Tree species effects on topsoil carbon stock and concentration are mediated by tree species type, mycorrhizal association, and N-fixing ability at the global scale

TL;DR

This study synthesizes global data to reveal how tree species traits, such as type, mycorrhizal association, and N-fixing ability, influence soil carbon stocks and concentrations, informing forest management for climate change mitigation.

Contribution

It provides a comprehensive quantitative analysis of how specific tree species traits affect soil carbon at a global scale, highlighting mechanisms and environmental mediators.

Findings

Broadleaf trees have lower forest floor C stocks.

N-fixing trees increase mineral soil C concentration.

Tree effects are mediated by environmental factors like latitude and climate.

Abstract

Selection of appropriate tree species is an important forest management decision that may affect sequestration of carbon (C) in soil.
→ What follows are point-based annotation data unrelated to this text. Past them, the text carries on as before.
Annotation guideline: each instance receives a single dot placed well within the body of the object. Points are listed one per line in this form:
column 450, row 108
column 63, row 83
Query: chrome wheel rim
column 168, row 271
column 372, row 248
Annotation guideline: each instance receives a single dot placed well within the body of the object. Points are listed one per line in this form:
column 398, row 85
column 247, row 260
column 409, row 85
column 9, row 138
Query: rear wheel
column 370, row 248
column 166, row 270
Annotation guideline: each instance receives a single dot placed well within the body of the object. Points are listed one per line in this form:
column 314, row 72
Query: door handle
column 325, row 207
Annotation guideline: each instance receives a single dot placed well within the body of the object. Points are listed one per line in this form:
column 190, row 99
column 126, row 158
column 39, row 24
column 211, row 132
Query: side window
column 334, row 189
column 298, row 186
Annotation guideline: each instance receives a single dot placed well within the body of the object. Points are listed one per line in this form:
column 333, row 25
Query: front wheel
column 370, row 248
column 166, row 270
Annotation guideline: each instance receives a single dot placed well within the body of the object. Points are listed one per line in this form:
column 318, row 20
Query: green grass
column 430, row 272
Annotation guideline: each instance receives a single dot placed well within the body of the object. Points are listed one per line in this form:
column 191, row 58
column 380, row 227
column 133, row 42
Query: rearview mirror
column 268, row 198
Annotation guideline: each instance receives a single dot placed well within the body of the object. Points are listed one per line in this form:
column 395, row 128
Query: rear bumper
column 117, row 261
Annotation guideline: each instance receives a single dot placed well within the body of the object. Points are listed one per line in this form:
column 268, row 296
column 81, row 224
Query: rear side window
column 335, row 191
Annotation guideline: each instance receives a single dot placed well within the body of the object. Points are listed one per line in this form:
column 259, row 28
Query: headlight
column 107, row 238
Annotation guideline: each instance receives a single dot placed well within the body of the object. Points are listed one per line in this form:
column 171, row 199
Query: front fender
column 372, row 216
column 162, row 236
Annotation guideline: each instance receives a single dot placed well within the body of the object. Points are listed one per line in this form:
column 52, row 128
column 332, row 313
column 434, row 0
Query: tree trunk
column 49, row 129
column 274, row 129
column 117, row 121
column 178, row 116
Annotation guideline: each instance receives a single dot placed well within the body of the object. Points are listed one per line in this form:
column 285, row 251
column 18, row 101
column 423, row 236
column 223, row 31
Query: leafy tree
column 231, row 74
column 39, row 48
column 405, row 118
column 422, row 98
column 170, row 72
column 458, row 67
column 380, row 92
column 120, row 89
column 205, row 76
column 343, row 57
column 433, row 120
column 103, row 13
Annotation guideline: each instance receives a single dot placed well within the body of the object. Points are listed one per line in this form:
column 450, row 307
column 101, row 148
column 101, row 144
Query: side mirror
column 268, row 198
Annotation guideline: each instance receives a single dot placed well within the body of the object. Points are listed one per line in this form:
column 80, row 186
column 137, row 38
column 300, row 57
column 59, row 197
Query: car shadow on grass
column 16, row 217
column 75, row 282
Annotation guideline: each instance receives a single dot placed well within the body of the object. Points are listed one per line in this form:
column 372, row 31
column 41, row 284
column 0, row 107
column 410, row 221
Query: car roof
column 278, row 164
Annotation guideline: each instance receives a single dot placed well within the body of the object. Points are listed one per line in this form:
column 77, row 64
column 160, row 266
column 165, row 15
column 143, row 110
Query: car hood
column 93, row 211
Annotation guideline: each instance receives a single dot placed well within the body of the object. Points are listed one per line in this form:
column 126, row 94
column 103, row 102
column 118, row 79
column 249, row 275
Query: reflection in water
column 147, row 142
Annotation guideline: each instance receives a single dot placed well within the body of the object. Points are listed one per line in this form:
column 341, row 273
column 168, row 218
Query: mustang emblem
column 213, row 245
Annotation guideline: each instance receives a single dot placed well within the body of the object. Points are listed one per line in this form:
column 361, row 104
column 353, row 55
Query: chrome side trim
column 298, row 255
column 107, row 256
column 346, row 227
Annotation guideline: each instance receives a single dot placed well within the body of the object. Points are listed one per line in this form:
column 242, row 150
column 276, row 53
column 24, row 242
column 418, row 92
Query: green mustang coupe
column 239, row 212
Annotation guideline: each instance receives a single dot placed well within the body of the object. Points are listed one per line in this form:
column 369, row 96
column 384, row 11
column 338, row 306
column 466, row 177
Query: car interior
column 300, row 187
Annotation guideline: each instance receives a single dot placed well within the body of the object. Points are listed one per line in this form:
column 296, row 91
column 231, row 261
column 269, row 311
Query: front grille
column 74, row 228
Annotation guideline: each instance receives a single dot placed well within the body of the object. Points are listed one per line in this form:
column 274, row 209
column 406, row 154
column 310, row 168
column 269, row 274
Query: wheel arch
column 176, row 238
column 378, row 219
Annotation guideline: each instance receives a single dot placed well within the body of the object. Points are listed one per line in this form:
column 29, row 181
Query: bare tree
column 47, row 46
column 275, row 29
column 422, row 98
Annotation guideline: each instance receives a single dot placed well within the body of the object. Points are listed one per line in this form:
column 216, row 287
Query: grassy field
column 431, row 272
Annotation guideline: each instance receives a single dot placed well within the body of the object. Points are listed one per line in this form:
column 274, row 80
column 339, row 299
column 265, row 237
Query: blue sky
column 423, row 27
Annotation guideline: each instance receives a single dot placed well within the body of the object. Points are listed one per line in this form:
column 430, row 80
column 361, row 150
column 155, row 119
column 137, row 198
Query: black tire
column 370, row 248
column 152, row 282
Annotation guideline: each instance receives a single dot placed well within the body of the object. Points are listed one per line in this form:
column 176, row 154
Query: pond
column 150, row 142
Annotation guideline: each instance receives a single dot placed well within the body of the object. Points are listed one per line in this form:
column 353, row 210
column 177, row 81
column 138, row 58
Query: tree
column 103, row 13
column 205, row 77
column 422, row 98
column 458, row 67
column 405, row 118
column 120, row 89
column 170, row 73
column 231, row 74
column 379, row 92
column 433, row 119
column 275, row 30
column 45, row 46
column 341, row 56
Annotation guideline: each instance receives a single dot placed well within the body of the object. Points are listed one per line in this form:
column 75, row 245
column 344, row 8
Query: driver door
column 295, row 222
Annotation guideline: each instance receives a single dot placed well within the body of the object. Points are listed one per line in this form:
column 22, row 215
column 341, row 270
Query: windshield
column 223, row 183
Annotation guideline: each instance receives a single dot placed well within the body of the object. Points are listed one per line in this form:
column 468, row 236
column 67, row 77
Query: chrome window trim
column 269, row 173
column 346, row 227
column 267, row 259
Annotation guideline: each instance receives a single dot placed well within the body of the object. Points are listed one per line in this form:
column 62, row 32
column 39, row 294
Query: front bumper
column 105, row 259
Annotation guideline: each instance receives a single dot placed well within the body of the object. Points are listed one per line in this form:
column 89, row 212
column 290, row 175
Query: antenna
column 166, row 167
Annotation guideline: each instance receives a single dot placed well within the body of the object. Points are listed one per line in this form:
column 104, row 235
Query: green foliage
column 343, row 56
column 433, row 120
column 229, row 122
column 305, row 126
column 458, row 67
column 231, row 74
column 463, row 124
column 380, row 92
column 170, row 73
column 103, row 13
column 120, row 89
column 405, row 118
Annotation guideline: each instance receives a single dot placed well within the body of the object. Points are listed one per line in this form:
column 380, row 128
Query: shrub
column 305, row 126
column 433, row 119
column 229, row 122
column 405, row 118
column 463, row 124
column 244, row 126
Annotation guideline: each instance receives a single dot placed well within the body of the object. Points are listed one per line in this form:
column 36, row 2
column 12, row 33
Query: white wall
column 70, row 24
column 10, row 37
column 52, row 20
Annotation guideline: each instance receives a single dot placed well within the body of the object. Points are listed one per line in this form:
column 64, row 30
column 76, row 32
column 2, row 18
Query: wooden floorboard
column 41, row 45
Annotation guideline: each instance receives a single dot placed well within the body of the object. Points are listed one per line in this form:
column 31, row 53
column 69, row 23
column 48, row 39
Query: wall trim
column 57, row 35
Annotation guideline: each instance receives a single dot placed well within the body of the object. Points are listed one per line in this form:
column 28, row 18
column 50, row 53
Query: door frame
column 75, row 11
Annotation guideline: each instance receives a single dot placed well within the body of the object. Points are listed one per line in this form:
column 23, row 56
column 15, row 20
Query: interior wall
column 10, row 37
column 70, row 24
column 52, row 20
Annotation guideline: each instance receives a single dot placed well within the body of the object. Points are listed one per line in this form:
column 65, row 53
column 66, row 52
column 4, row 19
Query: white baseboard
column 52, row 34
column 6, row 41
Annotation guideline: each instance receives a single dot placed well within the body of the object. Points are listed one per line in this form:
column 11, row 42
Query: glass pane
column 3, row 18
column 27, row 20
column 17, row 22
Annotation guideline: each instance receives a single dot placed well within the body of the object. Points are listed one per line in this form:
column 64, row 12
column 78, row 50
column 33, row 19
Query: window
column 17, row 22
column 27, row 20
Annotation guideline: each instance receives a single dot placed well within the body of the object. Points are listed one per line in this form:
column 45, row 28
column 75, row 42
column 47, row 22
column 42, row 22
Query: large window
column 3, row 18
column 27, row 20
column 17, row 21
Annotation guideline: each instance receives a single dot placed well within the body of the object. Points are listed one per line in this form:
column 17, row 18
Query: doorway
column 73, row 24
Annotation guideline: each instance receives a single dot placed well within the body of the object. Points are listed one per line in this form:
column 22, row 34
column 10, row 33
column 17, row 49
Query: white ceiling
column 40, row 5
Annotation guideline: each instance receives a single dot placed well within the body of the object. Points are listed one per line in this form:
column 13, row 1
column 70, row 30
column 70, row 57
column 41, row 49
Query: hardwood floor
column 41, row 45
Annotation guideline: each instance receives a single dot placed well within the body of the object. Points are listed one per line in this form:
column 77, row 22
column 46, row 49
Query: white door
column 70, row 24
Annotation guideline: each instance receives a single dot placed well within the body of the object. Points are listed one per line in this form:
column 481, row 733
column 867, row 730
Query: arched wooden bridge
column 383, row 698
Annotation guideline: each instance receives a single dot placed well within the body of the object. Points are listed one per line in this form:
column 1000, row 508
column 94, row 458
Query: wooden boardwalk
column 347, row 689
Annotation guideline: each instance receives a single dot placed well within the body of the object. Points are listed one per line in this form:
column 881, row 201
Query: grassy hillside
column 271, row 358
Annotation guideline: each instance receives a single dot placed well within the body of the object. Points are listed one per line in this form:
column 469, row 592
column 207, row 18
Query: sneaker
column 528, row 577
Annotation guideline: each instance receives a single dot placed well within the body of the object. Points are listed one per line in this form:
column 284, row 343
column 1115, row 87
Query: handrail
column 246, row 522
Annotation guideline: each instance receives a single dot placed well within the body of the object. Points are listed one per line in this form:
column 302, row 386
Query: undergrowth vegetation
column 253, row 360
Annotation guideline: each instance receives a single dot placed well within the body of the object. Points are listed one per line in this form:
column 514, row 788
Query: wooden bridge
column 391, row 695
However, information about tree species effects on soil C stocks at the global scale remains unclear. Here, we quantitatively synthesized 850 observations from field studies that were conducted in a common garden or monoculture plantations to assess how tree species type (broadleaf vs. conifer), mycorrhizal association (arbuscular mycorrhizal (AM) vs. ectomycorrhizal (ECM)), and N-fixing ability (N-fixing vs. non-N-fixing), directly and indirectly, affect topsoil (with a median depth of 10 cm) C concentration and stock, and how such effects were influenced by environmental factors such as geographical location and climate. We found that (1) tree species type, mycorrhizal association, and N-fixing ability were all important factors affecting soil C, with lower forest floor C stocks under broadleaved (44%), AM (39%), or N-fixing (28%) trees respectively, but higher mineral soil C concentration (11%, 22%, and 156%) and stock (9%, 10%, and 6%) under broadleaved, AM, and N-fixing trees respectively; (2) tree species type, mycorrhizal association, and N-fixing ability affected forest floor C stock and mineral soil C concentration and stock directly or indirectly through impacting soil properties such as microbial biomass C and nitrogen; (3) tree species effects on mineral soil C concentration and stock were mediated by latitude, MAT, MAP, and forest stand age. These results reveal how tree species and their specific traits influence forest floor C stock and mineral soil C concentration and stock at a global scale. Insights into the underlying mechanisms of tree species effects found in our study would be useful to inform tree species selection in forest management or afforestation aiming to sequester more atmospheric C in soil for mitigation of climate change.